[R] Plot different regression models on one graph
Peter Ehlers
ehlers at ucalgary.ca
Mon Feb 15 14:27:45 CET 2010
Keith, we seem to agree, more or less.
I take a simple approach to model fitting: absent any
compelling reason for a particular form (here: cubic),
I consider that form to be speculative, sometimes
reasonably well supported by the data, sometimes not.
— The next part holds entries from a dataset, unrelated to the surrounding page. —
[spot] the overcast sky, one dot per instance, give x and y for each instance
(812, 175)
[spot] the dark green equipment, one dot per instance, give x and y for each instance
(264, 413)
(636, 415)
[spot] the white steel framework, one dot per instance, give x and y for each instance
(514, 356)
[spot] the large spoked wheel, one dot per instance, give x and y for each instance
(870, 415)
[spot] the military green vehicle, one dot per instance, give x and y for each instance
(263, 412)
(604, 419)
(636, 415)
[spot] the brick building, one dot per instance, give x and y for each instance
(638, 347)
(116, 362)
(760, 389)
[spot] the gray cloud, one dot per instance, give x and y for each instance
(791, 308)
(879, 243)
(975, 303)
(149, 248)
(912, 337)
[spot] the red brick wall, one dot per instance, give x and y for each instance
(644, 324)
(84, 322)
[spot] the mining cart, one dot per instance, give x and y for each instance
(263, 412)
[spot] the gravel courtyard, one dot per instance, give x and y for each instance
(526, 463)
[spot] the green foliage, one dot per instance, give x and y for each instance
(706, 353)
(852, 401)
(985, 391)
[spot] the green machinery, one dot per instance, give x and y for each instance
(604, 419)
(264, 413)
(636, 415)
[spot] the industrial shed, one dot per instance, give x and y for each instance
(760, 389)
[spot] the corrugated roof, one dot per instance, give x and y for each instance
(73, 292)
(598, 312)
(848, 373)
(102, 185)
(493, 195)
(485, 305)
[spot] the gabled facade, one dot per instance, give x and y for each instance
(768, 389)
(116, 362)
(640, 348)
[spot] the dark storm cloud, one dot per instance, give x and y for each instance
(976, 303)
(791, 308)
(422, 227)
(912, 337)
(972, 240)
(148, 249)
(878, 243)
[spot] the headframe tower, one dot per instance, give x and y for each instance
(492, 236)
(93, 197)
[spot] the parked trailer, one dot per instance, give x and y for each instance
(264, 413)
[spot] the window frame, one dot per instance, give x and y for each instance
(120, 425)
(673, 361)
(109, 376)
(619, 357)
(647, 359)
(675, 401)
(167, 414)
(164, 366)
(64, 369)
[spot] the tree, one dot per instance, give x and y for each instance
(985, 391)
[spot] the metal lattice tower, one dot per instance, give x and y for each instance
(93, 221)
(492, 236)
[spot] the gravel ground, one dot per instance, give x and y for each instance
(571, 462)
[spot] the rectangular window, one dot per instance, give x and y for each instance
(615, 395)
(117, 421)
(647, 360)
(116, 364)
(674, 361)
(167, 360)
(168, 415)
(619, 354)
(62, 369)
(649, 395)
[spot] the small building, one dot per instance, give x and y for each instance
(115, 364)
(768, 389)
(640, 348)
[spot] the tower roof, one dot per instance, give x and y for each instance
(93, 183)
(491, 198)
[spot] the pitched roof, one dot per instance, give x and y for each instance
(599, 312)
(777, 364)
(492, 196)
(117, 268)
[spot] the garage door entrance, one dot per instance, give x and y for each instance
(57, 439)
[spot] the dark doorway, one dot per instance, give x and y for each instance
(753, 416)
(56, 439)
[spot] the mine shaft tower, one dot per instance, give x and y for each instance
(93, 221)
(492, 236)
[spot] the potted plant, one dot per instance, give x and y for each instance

For the OP's data, the evidence for a cubic model is
all but nonexistent. Based on those data, I would never
recommend a cubic model to a client. As to how one
chooses to assess the (in)adequacy of the model, I'm
well aware of the various more formal techniques, but
they're often not needed.
(The use of poly() in this example saves typing.)
-Peter Ehlers
kMan wrote:
> Dear Peter,
>
> Ah, I see your point, Professor. The point at x=23.5 is carrying the model.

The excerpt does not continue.